# RingTwinFloat

© 2005,2009,2012,2016 John Abbott, Anna M. Bigatti
GNU Free Documentation License, Version 1.2

CoCoALib Documentation Index

## User documentation for the classes RingTwinFloat and RingTwinFloatImpl

IMPORTANT NOTICE: please make sure you are using GMP 4.1.4 or later (wrong results may be obtained with earlier versions).

Elements of a `RingTwinFloat` try to act as though they were unlimited precision floating point values (while using only a finite precision). `RingTwinFloat` uses a heuristic to monitor loss of precision during computation, and will throw a `RingTwinFloat::InsufficientPrecision` object if it detects an unacceptable loss of precision. Beware that this is only a probabilistic heuristic which can underestimate precision loss. A `RingTwinFloat::InsufficientPrecision` object may also be caught as an `ErrorInfo` object having error code `ERR::InsuffPrec` (see `error`).

EXAMPLE: If epsilon is a non-zero `RingTwinFloat` value then equality test (1+epsilon == 1) can give three possible outcomes (depending on the chosen precision and the relative size of epsilon compared to 1): `true` if epsilon is very small compared to 1, `false` if epsilon is "relatively large", or it may throw `RingTwinFloat::InsufficientPrecision` if epsilon is neither very small nor relatively large.

`RingTwinFloat` uses a heuristic for guessing when the difference of two almost equal values should be regarded as zero. While the heuristic is usually very reliable, it is possible to construct examples where the heuristic fails: see ex-RingTwinFloat1.C.

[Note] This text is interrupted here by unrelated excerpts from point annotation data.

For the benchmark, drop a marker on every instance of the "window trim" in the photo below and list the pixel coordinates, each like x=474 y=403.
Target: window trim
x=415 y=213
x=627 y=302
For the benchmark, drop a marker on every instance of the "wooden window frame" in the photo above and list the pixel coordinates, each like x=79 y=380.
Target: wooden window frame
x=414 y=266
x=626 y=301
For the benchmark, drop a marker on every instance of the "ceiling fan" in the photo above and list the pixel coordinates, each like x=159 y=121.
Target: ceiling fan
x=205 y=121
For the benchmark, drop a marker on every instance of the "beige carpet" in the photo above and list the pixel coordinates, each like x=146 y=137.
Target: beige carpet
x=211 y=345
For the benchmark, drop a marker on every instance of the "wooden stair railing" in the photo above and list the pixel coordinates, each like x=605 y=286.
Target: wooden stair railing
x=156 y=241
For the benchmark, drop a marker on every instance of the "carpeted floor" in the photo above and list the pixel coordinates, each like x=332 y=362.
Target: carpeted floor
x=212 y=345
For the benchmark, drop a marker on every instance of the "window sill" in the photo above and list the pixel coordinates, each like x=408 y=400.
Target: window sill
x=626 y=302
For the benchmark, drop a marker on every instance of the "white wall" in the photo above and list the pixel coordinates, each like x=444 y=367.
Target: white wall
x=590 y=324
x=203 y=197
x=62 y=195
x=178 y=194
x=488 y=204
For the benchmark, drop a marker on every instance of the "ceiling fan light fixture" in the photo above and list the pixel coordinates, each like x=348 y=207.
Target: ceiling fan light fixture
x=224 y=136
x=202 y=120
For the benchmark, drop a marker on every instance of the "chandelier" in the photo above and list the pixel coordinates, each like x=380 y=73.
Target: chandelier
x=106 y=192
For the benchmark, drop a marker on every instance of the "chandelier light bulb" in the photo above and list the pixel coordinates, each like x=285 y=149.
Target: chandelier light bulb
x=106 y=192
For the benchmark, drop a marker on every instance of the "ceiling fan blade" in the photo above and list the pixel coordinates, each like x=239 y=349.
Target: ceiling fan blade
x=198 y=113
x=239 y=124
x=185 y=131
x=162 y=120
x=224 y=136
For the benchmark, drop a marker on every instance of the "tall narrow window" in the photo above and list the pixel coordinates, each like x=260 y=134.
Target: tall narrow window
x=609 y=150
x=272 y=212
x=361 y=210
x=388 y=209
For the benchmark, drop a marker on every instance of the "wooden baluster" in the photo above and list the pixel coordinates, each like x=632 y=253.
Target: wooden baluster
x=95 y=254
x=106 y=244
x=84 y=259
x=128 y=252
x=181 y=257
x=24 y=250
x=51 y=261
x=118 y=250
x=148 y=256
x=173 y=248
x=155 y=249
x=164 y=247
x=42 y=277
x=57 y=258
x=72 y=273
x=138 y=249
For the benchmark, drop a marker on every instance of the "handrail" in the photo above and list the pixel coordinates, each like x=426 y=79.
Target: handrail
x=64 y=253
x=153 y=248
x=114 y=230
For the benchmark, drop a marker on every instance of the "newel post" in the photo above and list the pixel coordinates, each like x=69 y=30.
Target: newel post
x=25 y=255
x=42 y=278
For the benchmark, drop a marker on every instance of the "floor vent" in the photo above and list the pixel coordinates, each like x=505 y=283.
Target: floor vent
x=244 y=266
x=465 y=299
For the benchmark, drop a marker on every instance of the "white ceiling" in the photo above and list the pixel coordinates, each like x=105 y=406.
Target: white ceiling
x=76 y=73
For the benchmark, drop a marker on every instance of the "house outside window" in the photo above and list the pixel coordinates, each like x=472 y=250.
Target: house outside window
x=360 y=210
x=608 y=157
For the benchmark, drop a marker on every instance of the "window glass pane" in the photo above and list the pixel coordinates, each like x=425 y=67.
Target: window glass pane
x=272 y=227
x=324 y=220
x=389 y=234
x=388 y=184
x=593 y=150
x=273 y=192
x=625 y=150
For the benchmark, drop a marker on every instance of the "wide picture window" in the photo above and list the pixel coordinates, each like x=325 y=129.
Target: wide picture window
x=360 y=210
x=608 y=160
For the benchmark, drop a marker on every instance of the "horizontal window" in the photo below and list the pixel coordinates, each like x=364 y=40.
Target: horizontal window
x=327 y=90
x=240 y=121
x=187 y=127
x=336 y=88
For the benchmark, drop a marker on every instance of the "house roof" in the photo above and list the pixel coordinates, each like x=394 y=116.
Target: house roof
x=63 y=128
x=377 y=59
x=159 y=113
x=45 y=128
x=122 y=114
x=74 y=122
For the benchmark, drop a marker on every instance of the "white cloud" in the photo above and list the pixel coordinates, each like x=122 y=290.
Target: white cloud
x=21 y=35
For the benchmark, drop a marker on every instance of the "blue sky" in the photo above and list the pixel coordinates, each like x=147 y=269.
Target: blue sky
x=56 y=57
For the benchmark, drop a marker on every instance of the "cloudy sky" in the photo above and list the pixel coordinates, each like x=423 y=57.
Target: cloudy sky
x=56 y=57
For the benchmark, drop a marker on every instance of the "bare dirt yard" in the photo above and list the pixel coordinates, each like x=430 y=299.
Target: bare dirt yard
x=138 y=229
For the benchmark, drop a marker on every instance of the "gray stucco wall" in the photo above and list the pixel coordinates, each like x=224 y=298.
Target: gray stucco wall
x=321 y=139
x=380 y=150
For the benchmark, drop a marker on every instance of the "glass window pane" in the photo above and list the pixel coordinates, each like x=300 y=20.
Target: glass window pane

The function `IsInteger` will return false for any value of magnitude greater than or equal to 2^PrecisionBits(RR). Recognition of integers is heuristic; failures in either sense are possible but are also unlikely.

See `RingElem` RingTwinFloat for operations on its elements.

### Pseudo-constructors

There are two constructors for `RingTwinFloat`: one takes a single argument being a lower bound on the number of bits' of "heuristically guaranteed" precision desired (in the mantissa); the other expects 3 args being the minimum "heuristically guaranteed" precision in the value, a "buffer precision" and the number of noise bits to be appended. A minimum precision of 8 bits is imposed; smaller precisions are automatically increased to 8.

All arguments are `MachineInt`

• `NewRingTwinFloat(AccuracyBits)` implies as many buffer bits as accuracy bits
• `NewRingTwinFloat(AccuracyBits, BufferBits, NoiseBits)`
• `RingTwinFloat(R)` -- sort of downcast the ring `R` to a twin-float ring; will throw an `ErrorInfo` object with code `ERR::NotRingTwinFloat` if needed.

### Query and cast

Let `S` be a `ring`

• `IsRingTwinFloat(S)` -- `true` iff `S` is actually a `RingTwinFloat`
• `RingTwinFloatPtr(S)` -- pointer to the twin-float impl (for calling mem fns); will throw an `ErrorInfo` object with code `ERR::NotRingTwinFloat` if needed.

### Operations

In addition to the standard `ring` operations, a `FractionField` may be used in:

• `PrecisionBits(RR)` -- gives the mantissa precision specified in the ctor

### Homomorphisms

Let `RR` be a `RingTwinFloat` and `S` any `Ring`

• `NewApproxHom(RR, S)` -- creates the homomorphism `RR` --> `S` (but see also `CanonicalHom`)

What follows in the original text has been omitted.